Poprzednie częściDrogi pamiętniczku... Prolog

Uwaga, utwór może zawierać treści przeznaczone tylko dla osób pełnoletnich!

Drogi pamiętniczku... Rozdział IX

Zanim wsiedli do samochodu, rozejrzeli się. Kiedy byli pewni, że nikt ich nie obserwuje odjechali z piskiem. Gdy już jechali, Krecha spytał niepewnie:

- Stary, kiedy ten typ mnie tłukł, mówił coś, że przejebałeś sobie z czymś. - zauważył, że jego przyjaciel jest dziwnie spięty - O co chodzi do chuja? Mów!

- Wysiadaj - rzekł przez zaciśnięte zęby

- Co? Miko! Co ty odpierdalasz?!

- Wysiądź. Nie będziemy o tym gadać w aucie.

Oskar zauważył, że zatrzymali się pod mostem, rzut beretem od centrum.
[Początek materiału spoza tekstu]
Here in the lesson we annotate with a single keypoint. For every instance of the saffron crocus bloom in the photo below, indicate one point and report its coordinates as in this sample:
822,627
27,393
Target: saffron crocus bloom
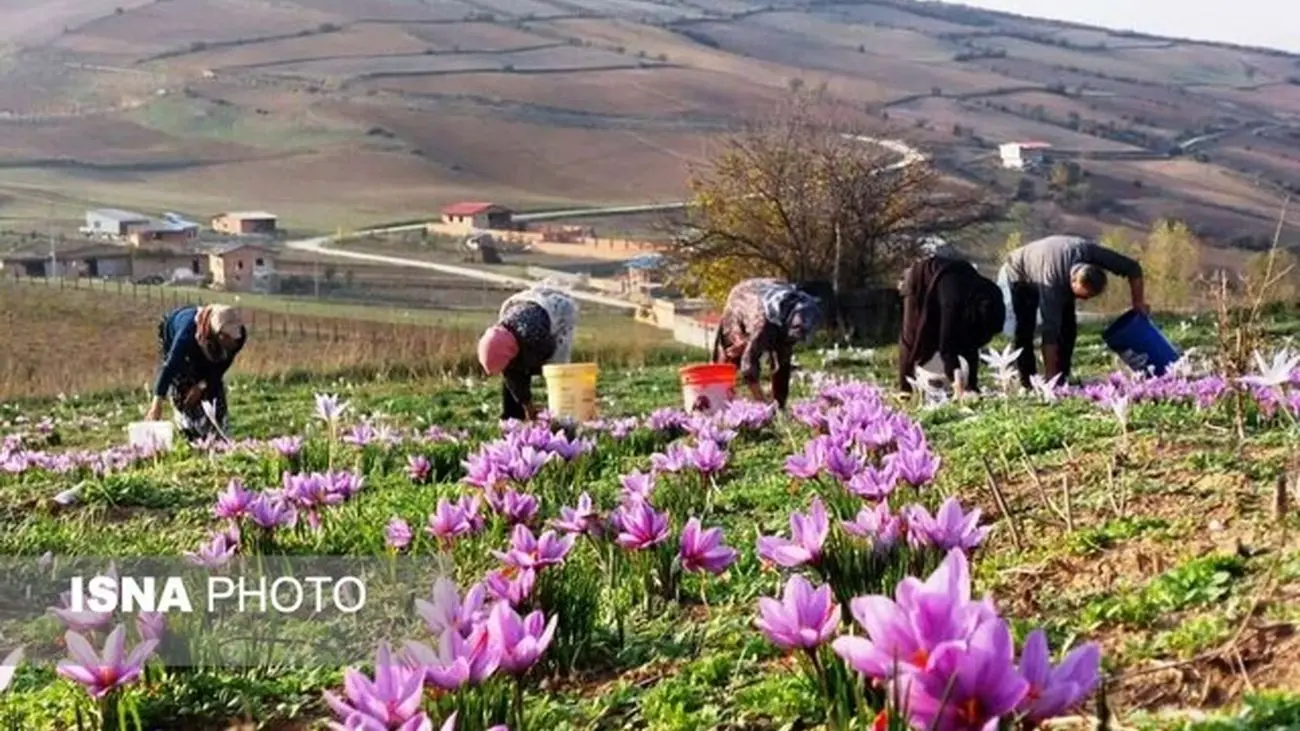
390,701
447,611
904,634
707,458
876,523
529,552
102,674
397,533
703,550
233,504
807,536
966,686
576,519
449,522
268,511
287,448
805,618
1053,691
914,466
419,468
520,640
215,553
511,585
949,528
640,527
Wyciągnał z paczki dwa papierosy, podał jednego przyjacielowi i kontynuował, odpalając:

- To teraz mów, o chuj tu chodzi, zanim wybuchnie mi łeb.

- Pomyśl - rzekł Miko, zaciągając się dymem - Myślisz, że ten gówniarz sprzedał by nas od tak, bo mu się podobało? To była jedna, wieeeelka ustawka. Tych dwóch typów chciało, żeby ich koledzy z Komendy odjebali za nich brudną robotę.

- No tak, ale jaką rolę w tym odgrywasz ty?

Miko zrobił się nerwowy.

- Bo widzisz, kiedyś, zanim dostałem się na studia, miałem problemy. Duże problemy. Nie miałem hajsu praktycznie na nic, a starzy wyjebali mnie z domu i wtedy właśnie zadłużyłem się u nich. Skurwiele poczekali, aż odsetki urosną, a teraz chcą wyegzekwować dług. A co najgorsze, że reszta tej pierdolonej bandy będzie chciała czegoś więcej niż naszego hajsu, po tym, co zrobiliśmy.

- Czyli co robimy? - słowa kolegi zwaliły Oskara z nóg, ale starał zachować jasność umysłu.

- Byłem na to troszkę przygotowany. Zawijamy szybko do nas na kwadrat, a potem zobaczysz.

 

Okazało się, że owym "przygotowaniem" okazał się dość stary, ale sprawny Glock'96 z paroma magazynkami amunicji.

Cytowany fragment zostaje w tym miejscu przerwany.